What are the major themes you pursue in your work?

My work is very much inspired by nature and my background in research science. Carrying out research on a daily basis hones your observational skills. My art is not a literal representation of what I see on my walks or while looking down a microscope, but – on a subconscious level – I am always observing shapes and colours. Being a research scientist means, amongst other things, being curious, observing your surroundings, trying to understand how things work. Although my approach to painting is very intuitive – I have no formal training – I find myself using those same skills to explore the balance between marks and colour.

I am fortunate enough to live close to the ocean and usually start my day walking the dog in the countryside surrounding my home. On my walks I can slow down, observe my environment, take in colours, patterns, textures, sounds and, most importantly, the light, which has a particularly vibrant quality here in California. Once I am back in my studio, the work takes on a personal note. I am most interested in exploring the balance between the strong and the delicate. Strong shapes or colours, overlaid by light delicate marks. Although the marks I put down can reflect the forms I see outdoors, they are also an expression of life itself, which is full of powerful, contrasting emotions interspersed with moments of lightness – the sound of gentle breeze, or the unexpected sight of migrating geese. I try to find a meeting place between the strong and the delicate.

What was the best advice given to you as an artist?

I did not go to art school, and therefore have not had a formal mentor. However, a friend and fellow artist once told me to trust the artistic process. I’ve returned to those words often. I tend to seek control over my life, but painting allows me to let go, to learn that a “mistake” will simply lead me in another direction, which will be equally rewarding.
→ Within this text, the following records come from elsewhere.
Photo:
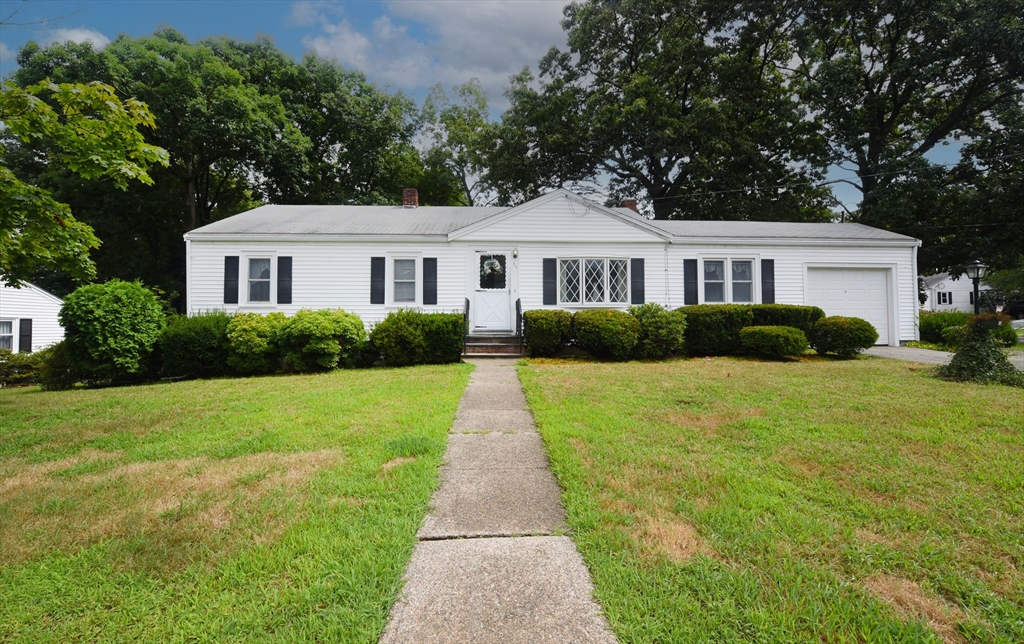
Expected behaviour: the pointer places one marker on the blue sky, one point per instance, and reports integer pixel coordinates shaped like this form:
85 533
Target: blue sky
407 45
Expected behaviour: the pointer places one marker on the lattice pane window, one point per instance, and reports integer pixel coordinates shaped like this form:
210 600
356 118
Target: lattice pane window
570 280
594 280
619 285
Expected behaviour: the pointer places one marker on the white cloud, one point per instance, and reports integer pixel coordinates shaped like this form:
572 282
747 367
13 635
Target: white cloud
416 44
79 35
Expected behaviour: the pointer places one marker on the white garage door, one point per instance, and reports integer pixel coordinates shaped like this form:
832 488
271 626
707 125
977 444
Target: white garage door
856 292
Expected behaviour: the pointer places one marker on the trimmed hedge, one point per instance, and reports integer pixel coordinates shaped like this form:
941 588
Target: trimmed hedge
931 324
196 345
802 317
252 342
409 337
844 337
662 332
714 329
546 332
774 342
606 334
321 340
111 330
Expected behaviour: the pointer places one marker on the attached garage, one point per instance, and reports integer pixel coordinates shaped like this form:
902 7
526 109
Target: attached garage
861 293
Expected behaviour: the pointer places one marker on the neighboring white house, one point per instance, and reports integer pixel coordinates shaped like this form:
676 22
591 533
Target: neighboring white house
558 251
943 293
29 318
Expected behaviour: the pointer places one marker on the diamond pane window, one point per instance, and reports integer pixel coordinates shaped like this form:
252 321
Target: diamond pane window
570 280
619 285
594 280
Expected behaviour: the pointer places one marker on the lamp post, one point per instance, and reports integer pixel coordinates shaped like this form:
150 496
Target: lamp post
976 270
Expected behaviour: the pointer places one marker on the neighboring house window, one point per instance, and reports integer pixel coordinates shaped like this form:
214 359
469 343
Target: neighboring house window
7 335
594 281
404 281
259 280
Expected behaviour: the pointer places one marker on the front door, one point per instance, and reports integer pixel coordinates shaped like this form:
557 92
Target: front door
493 301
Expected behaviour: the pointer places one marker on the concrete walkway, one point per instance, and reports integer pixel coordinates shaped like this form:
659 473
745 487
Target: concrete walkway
491 565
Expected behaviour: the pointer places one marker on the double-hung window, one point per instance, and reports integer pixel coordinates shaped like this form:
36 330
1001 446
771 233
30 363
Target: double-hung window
259 278
7 335
594 281
404 281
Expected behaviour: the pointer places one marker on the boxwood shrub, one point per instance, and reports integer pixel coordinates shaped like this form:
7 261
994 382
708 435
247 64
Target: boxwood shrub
111 330
546 332
714 329
196 345
662 332
410 337
606 334
321 340
774 342
252 342
844 337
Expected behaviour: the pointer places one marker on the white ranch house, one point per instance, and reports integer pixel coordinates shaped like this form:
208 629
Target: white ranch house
558 251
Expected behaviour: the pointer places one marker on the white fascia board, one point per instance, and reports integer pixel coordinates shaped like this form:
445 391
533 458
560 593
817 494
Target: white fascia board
483 223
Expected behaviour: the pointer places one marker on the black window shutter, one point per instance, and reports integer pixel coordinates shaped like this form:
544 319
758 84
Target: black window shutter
25 336
550 281
376 280
689 282
284 281
636 281
767 281
230 280
429 280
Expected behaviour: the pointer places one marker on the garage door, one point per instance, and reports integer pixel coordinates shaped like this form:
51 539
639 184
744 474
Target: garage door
856 292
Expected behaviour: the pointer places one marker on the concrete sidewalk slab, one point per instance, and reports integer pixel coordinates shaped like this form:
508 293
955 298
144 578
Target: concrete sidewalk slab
496 452
487 591
494 420
494 503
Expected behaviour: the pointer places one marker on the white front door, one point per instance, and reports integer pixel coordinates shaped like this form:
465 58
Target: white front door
492 309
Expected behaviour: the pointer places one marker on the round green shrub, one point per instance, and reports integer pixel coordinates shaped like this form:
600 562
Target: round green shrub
844 337
252 342
546 332
321 340
111 329
980 359
195 345
774 342
606 334
662 332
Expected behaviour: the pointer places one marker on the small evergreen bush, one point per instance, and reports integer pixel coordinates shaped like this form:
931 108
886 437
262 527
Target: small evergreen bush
802 317
714 329
252 342
606 334
546 332
844 337
774 342
662 332
111 330
195 345
980 359
321 340
931 324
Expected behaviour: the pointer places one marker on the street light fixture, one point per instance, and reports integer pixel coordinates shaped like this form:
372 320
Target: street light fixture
976 270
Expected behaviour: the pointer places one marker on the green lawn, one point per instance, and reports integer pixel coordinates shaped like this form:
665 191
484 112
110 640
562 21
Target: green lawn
729 500
265 509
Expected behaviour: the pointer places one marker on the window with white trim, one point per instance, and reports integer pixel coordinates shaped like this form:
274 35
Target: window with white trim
594 281
404 281
7 335
259 278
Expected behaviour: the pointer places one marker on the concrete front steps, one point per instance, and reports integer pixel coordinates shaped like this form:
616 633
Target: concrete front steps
494 346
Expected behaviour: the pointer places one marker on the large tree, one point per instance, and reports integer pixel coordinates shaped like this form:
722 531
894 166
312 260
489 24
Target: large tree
679 103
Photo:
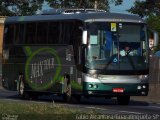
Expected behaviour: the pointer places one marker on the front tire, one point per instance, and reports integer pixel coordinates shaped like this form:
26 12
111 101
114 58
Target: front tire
123 100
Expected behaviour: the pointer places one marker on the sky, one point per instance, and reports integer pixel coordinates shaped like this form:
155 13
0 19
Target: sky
117 9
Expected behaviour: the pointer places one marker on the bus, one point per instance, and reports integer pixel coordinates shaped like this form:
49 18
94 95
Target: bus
76 52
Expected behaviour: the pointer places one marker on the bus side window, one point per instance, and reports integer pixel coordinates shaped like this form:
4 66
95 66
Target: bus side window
53 35
42 29
19 36
30 33
9 34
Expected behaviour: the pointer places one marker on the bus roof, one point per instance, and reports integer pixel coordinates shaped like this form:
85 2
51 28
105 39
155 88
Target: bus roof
85 17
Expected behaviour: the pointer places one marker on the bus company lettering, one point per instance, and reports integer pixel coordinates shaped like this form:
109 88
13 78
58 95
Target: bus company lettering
39 68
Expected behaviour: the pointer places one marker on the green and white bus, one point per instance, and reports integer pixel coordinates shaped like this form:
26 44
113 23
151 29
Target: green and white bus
76 53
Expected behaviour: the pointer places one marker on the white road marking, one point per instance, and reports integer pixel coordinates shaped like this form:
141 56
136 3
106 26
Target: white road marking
131 112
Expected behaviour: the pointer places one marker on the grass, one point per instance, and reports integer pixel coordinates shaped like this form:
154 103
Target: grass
38 111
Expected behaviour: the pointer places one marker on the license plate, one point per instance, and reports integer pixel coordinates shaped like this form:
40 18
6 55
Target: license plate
118 90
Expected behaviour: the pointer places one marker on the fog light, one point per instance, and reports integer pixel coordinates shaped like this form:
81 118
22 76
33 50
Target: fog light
89 92
143 93
144 86
90 85
139 87
95 86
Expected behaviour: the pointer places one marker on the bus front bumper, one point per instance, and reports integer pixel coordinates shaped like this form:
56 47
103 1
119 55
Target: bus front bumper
115 89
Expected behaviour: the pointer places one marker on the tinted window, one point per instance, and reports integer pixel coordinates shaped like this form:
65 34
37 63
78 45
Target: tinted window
30 33
19 36
42 29
54 32
9 34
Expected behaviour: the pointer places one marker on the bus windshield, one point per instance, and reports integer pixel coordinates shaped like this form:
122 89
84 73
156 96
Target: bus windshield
116 46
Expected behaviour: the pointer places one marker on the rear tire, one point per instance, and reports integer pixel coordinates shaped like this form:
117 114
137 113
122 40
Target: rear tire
21 89
123 100
67 89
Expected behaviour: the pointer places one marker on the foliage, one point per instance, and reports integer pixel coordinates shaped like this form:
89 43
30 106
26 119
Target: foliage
101 4
145 8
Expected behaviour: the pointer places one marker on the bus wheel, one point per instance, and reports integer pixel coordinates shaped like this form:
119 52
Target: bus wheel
67 89
123 100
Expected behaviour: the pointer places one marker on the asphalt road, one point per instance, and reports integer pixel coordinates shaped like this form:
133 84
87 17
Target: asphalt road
101 105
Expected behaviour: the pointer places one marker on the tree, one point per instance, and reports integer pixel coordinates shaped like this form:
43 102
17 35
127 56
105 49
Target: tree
150 10
101 4
146 8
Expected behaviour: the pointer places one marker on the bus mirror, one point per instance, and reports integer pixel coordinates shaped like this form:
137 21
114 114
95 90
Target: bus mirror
155 38
84 40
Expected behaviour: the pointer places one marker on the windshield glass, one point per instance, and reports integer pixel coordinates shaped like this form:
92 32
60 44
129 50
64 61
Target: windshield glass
116 46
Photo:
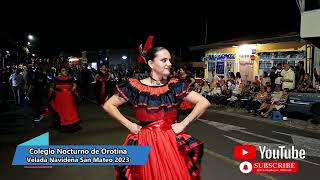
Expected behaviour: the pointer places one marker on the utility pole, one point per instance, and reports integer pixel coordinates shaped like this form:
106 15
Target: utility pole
206 30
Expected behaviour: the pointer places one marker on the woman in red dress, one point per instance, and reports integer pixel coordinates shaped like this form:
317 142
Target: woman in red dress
103 85
174 155
186 106
63 102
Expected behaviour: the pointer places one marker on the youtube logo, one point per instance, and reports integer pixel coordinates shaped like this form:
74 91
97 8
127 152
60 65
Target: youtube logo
244 152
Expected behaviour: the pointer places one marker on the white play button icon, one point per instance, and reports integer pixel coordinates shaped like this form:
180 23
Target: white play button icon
244 152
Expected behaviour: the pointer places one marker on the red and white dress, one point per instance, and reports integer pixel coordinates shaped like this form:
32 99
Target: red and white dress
64 104
172 156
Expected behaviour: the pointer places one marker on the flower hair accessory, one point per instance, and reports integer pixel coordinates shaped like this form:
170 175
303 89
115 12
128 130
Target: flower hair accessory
144 51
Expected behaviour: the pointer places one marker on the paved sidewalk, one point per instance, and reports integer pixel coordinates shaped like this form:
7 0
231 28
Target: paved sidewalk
291 122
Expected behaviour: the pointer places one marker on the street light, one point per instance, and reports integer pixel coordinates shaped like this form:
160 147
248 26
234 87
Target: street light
30 37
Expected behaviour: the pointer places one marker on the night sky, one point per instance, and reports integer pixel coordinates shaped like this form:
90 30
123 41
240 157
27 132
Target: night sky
77 29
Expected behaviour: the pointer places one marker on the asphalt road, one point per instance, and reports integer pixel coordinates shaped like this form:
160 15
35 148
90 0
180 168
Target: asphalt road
219 132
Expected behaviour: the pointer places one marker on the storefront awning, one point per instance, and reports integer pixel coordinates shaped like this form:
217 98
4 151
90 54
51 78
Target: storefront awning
230 43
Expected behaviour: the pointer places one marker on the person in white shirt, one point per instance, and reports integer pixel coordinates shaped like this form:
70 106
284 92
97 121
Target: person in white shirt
278 74
288 78
16 82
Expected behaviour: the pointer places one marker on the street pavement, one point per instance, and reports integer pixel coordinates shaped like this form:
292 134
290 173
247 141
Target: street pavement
220 132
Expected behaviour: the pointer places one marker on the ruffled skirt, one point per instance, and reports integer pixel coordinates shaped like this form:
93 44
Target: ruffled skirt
172 156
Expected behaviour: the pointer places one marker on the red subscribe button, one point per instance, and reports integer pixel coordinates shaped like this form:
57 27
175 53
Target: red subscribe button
245 152
269 167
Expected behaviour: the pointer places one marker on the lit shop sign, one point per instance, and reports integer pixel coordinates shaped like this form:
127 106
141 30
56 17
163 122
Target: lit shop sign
221 57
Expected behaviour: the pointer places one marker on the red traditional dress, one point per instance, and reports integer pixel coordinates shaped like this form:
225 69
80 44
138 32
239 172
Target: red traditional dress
185 105
172 156
64 104
103 85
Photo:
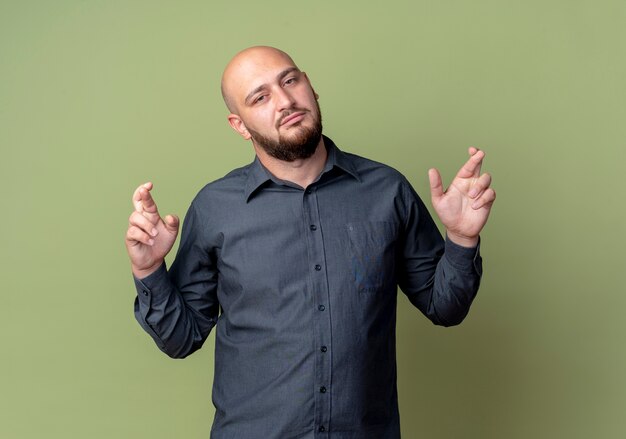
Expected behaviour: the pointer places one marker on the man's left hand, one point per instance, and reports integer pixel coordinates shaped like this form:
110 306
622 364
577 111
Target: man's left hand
464 207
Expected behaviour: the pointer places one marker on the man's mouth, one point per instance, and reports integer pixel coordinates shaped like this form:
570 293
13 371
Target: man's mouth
292 118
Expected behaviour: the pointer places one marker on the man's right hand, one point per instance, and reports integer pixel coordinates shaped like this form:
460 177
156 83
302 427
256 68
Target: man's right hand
149 237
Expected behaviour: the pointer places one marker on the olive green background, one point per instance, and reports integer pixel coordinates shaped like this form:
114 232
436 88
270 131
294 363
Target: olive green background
97 97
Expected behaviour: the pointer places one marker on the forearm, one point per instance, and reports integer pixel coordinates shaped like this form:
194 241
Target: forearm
162 311
456 281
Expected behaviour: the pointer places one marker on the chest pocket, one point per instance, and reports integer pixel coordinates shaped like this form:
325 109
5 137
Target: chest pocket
372 255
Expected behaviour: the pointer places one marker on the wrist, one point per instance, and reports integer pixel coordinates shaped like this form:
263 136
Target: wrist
463 241
141 273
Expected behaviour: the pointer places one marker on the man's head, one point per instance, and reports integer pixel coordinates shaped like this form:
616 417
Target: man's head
272 102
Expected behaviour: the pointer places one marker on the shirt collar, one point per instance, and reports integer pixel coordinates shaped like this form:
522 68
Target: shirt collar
258 175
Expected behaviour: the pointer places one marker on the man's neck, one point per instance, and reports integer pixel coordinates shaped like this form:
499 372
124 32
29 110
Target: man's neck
301 172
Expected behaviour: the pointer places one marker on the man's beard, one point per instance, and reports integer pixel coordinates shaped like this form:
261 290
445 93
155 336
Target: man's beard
299 147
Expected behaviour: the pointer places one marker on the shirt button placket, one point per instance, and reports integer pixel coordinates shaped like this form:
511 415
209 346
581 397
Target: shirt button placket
320 295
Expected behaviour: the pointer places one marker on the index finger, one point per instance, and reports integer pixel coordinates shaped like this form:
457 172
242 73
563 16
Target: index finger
141 196
471 168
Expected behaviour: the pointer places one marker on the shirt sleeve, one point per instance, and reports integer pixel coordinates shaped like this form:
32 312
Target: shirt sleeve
439 277
178 308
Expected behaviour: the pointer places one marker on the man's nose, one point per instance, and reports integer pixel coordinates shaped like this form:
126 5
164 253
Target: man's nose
284 100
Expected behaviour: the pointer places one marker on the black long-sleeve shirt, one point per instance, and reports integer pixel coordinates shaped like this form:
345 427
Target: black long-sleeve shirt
301 286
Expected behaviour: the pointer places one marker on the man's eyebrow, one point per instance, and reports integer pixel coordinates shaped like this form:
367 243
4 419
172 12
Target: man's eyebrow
279 77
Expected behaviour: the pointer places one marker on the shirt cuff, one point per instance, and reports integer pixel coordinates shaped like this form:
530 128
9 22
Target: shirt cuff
466 259
153 288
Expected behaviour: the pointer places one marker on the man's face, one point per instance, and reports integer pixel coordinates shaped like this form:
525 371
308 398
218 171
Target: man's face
276 105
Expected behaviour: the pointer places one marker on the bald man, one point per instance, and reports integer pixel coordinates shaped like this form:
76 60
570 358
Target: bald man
295 259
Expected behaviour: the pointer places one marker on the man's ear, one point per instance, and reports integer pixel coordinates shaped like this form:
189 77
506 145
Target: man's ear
237 124
317 97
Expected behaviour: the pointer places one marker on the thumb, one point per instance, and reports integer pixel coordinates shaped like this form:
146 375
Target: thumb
436 187
171 223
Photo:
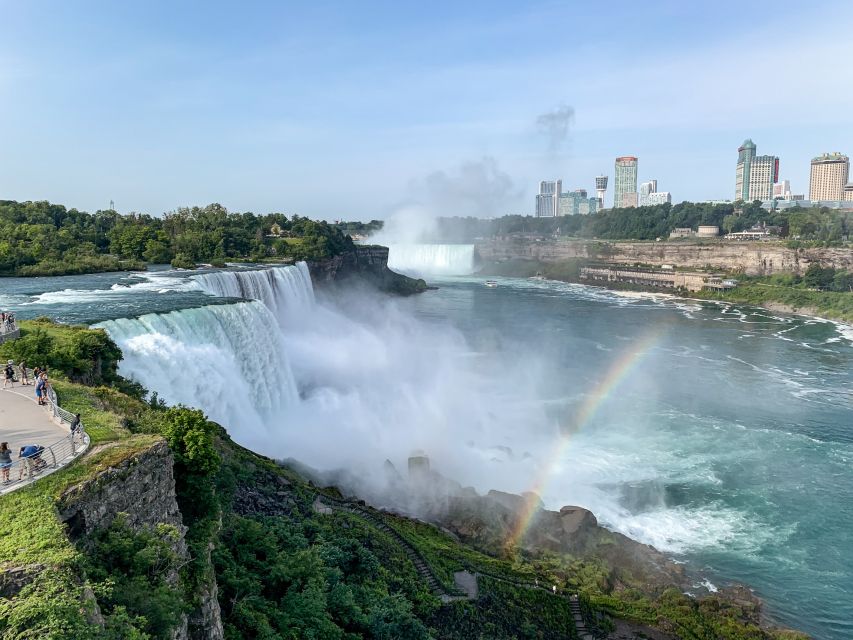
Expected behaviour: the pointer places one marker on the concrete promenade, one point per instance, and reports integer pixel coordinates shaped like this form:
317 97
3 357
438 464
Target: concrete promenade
23 422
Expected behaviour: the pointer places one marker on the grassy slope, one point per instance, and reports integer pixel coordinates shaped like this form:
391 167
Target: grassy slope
30 534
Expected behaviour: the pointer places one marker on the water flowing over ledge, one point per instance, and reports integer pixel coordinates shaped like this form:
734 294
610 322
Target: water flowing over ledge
433 259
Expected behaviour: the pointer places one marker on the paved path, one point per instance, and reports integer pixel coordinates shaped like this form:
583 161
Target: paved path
23 422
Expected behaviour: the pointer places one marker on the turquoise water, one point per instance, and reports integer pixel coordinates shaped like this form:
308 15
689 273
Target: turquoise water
728 444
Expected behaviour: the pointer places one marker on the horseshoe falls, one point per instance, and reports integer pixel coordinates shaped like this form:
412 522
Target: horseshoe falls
432 259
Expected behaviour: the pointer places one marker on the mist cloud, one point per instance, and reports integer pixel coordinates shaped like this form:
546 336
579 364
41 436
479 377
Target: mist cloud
476 188
555 124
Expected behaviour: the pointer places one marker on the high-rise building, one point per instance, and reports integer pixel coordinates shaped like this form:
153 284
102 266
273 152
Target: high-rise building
830 172
745 155
782 190
659 197
625 183
600 190
548 198
577 203
763 174
646 188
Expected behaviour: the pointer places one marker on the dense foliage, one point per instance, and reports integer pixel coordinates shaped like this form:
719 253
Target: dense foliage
81 354
648 223
40 238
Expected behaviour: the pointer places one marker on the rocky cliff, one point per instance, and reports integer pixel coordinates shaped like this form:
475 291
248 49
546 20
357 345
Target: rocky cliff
142 488
364 264
750 258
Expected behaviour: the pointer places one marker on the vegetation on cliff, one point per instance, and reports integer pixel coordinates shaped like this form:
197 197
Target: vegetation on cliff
44 239
285 568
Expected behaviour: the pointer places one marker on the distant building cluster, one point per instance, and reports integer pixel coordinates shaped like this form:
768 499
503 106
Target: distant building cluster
552 201
756 178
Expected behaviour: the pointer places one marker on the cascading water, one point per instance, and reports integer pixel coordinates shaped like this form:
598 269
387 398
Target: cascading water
433 259
284 290
226 359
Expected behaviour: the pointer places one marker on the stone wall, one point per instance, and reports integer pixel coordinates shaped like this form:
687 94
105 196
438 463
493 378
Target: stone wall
751 258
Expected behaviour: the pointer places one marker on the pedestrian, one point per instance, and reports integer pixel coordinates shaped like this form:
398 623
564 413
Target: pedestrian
41 392
28 455
5 461
9 374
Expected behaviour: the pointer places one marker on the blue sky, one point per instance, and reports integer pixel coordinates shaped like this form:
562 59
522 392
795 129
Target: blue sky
356 109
It is an invaluable daily lesson.

Just as importantly, the support of family and friends throughout the years has allowed me to give space to the constant – and powerful – urge I have to create, no matter the medium.

Prefer to work with music or in silence?

I almost always work with the radio on – NPR (National Public Radio). It keeps me company throughout the day, although when I’m truly focused on painting it fades into the background, as if I were working in silence.

If you could have one piece of art in your life, what would it be?

A hard question to answer. Depending on the day, a portrait by Modigliani, a painting by William Scott, a sculpture by Michelangelo or Ruth Asawa, a piece by Adela Akers.

Who are your favorite writers?

Another hard question to answer, as I’m an avid reader and have gone through many phases of favourite writers. Salinger, Fitzgerald and Evelyn Waugh when I was younger, contemporary Indian and British writers in later years. Recent discoveries include Ann Patchett, Emma Donoghue, Kazuo Ishiguro’s “Never Let me Go”. Favorite books -books I’ve read several times over – include Arundhati Roy’s “The God of Small Things”, Keri Hulme’s “The Bone People” and Salinger’s collection of short stories.